O autor compartilha a visão da esquerda do PT de hostilidade com relação à grande imprensa (às vezes com razão, como nas vergonhosas manipulações da mídia em 1989), mas também tem uma hipótese interessante que explica parte dessa postura: "O PT pareceu muitas vezes ter herdado a técnica do leninismo sem os seus valores, o que deriva do fato de muitos dirigentes da máquina partidária terem sido revolucionários na juventude."
O livro não é uma história do governo Lula, mas naturalmente há a análise do que significou para o PT virar o partido que liderava a coalizão de governo. Secco examina o lulismo como uma aliança na qual a primazia estava no capital financeiro e na população mais pobre, em detrimento da classe média: "Muitas políticas públicas democratizaram as relações com a sociedade civil, o que catapultou lideranças setoriais do partido...Mas como as mudanças não eram velozes nem radicais, o PT tinha o ônus de defender o Governo sem o bônus de ditar-lhes os rumos."
O escândalo do mensalão é bem estudado no livro, com passagens muito boas sobre as reações de vergonha e desilusão entre os militantes, alguns dos quais agredidos nas ruas porque usavam estrela ou camisa do partido.

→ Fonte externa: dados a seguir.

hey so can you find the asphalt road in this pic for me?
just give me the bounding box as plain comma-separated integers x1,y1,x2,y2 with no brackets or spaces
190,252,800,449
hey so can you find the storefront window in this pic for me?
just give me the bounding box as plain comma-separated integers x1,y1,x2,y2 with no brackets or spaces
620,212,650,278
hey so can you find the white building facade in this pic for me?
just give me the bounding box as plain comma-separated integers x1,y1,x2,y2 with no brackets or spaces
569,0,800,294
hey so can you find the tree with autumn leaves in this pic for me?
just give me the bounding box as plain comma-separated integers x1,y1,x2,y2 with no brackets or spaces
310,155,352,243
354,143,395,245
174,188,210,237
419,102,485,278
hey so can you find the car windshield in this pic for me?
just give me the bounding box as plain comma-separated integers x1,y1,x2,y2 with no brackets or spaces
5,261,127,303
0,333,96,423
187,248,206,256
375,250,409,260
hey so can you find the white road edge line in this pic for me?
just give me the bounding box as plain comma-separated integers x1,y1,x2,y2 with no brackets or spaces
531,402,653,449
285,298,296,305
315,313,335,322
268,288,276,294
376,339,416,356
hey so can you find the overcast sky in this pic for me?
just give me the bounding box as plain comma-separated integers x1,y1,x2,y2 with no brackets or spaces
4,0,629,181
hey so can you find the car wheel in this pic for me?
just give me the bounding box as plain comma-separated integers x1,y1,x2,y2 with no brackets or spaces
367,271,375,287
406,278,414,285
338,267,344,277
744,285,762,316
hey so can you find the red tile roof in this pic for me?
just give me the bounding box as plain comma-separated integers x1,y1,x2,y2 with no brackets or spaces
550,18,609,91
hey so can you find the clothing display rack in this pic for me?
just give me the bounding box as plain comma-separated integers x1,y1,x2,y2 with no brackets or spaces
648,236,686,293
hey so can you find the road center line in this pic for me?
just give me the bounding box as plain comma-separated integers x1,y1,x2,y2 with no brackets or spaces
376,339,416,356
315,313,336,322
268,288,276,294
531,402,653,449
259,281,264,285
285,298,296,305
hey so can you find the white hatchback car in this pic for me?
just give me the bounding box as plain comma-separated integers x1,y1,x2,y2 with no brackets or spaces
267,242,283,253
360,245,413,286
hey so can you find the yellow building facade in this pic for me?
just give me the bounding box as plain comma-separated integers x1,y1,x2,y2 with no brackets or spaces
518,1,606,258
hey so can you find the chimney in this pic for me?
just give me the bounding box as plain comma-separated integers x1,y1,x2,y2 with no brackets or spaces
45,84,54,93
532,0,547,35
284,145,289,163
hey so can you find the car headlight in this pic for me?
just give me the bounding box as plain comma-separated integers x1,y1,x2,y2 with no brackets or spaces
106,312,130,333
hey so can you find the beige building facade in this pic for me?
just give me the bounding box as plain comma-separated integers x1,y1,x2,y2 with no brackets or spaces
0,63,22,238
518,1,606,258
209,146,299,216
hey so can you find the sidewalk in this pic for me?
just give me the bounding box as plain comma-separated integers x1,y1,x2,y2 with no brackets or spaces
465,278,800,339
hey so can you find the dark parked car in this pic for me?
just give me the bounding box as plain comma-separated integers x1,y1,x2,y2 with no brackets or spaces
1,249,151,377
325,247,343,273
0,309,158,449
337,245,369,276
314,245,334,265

Segundo Secco, os dirigentes pouco fizeram e a ação de Lula foi essencial: "A defesa de um projeto de poder dependia da figura pessoal dele, e não mais do partido, acossado por denúncias." Para o autor, além do prestígio individual do presidente, o que salvou o governo foi o medo da oposição conservadora de um confronto aberto, e sua expectativa de que o PT estaria enfraquecido para as próximas eleições - não de todo inviável, pois a popularidade de Lula chegou a cair a 45%.
Ele deixaria o cargo com mais de 80%, mas o mensalão teve forte impacto, ainda não totalmente compreendido - o mais óbvio foi afastar os dirigentes tradicionais do coração do poder e abrir caminho para Dilma Rousseff, que se filou ao PT somente em 2001. Não há uma discussão no livro sobre o futuro do partido, mas a meu ver ele passa pela reafirmação da tradição da esquerda trabalhista brasileira - inicialmente rejeitada pelo PT, mas cada vez mais aceita. Ao fim e ao cabo, a trajetória petista está ligada menos ao marxismo e mais à herança de Getúlio Vargas, que para o bem e para o mal continua a ditar as referências ideológicas da política do Brasil.